General optimality of the Heisenberg limit for quantum metrology

TL;DR

This paper provides a comprehensive proof that the Heisenberg limit represents the ultimate sensitivity bound in quantum metrology, reconciling physical resource definitions with information-theoretic principles.

Contribution

It offers a general optimality proof of the Heisenberg limit by connecting physical resource measures with information-theoretic query complexity.

Findings

Heisenberg limit is the ultimate sensitivity bound in quantum metrology

Resolves paradoxes suggesting sensitivities beyond the Heisenberg limit

Links the Heisenberg limit to the Margolus-Levitin bound, not Heisenberg's uncertainty

Abstract

Quantum metrology promises improved sensitivity in parameter estimation over classical procedures.

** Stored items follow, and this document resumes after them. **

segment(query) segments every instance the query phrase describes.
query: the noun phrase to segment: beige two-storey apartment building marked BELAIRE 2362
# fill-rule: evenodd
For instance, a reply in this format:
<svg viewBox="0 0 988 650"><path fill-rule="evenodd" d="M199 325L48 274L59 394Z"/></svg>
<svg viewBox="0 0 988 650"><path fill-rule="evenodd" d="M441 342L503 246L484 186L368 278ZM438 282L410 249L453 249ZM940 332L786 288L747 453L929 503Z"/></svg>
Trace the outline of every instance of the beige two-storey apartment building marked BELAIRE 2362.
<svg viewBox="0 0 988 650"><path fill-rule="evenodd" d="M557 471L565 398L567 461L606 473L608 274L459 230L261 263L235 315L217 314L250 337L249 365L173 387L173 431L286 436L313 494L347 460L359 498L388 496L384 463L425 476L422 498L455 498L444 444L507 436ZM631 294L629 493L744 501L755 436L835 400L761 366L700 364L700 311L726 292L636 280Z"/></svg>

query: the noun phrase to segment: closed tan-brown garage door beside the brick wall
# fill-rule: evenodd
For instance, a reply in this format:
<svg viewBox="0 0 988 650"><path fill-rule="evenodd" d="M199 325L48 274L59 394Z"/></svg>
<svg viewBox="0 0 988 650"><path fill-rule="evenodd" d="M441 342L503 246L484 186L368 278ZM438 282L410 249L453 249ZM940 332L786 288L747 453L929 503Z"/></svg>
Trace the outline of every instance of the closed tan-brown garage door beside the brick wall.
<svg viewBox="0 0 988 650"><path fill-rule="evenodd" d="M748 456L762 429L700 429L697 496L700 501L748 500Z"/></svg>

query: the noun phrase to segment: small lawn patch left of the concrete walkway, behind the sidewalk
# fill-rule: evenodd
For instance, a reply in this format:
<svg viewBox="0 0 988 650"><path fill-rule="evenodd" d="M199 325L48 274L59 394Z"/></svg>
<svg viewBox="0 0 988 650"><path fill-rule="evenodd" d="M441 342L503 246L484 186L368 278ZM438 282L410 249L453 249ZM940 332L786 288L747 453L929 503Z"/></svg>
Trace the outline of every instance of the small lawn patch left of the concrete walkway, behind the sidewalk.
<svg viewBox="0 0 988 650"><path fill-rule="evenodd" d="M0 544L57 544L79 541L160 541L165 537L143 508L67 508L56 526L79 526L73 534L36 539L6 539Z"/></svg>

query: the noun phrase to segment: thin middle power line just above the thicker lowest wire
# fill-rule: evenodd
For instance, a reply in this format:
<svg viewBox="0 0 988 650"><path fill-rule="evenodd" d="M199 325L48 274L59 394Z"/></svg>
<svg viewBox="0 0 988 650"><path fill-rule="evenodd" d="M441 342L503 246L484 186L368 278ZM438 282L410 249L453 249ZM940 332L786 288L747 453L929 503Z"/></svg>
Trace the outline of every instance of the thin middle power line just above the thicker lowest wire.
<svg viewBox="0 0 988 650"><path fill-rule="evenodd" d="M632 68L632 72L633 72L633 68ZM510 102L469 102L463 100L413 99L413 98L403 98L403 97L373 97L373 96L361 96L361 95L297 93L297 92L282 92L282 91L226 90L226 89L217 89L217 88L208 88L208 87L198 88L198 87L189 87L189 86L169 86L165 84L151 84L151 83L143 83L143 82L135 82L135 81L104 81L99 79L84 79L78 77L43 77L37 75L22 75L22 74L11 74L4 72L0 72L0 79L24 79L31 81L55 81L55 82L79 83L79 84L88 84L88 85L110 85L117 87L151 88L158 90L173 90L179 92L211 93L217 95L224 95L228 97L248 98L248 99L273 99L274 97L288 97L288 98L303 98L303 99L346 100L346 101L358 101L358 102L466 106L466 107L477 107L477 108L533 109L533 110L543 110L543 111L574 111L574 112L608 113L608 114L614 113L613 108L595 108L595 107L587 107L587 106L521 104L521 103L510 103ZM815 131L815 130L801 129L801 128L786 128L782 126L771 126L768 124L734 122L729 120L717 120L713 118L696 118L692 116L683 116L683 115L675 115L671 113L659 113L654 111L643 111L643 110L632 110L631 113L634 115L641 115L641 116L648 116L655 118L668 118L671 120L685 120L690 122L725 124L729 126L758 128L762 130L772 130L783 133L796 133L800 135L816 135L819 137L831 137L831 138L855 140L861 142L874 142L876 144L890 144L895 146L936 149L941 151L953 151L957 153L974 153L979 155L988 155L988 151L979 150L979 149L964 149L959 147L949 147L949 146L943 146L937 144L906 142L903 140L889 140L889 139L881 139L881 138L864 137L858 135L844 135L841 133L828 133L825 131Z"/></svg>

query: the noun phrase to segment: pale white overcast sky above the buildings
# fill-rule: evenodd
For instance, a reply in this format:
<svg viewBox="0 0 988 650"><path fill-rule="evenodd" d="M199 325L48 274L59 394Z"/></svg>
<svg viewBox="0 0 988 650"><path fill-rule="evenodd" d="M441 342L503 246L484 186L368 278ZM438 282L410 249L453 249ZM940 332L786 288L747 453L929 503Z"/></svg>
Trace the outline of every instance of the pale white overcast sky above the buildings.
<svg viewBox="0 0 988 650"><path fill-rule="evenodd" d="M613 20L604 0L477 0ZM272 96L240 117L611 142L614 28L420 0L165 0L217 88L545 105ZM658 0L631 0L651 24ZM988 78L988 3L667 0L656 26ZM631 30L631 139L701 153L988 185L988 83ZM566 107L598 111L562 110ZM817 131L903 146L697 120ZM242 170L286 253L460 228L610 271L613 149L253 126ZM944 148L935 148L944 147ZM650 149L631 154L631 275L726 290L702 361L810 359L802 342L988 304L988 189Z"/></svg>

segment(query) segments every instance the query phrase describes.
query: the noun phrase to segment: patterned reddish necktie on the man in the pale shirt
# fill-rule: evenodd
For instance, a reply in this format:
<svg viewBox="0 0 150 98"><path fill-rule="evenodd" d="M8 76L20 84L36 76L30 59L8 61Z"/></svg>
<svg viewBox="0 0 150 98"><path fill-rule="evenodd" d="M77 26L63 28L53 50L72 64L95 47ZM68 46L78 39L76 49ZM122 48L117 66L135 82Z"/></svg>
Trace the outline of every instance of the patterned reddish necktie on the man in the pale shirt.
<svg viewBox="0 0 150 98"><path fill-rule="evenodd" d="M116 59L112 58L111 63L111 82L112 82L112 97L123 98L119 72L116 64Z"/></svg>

However, there is an extensive debate over the question how the sensitivity scales with the resources (such as the average photon number) and number of queries that are used in estimation procedures. Here, we reconcile the physical definition of the relevant resources used in parameter estimation with the information-theoretical scaling in terms of the query complexity of a quantum network. This leads to a completely general optimality proof of the Heisenberg limit for quantum metrology. We give an example how our proof resolves paradoxes that suggest sensitivities beyond the Heisenberg limit, and we show that the Heisenberg limit is an information-theoretic interpretation of the Margolus-Levitin bound, rather than Heisenberg's uncertainty relation.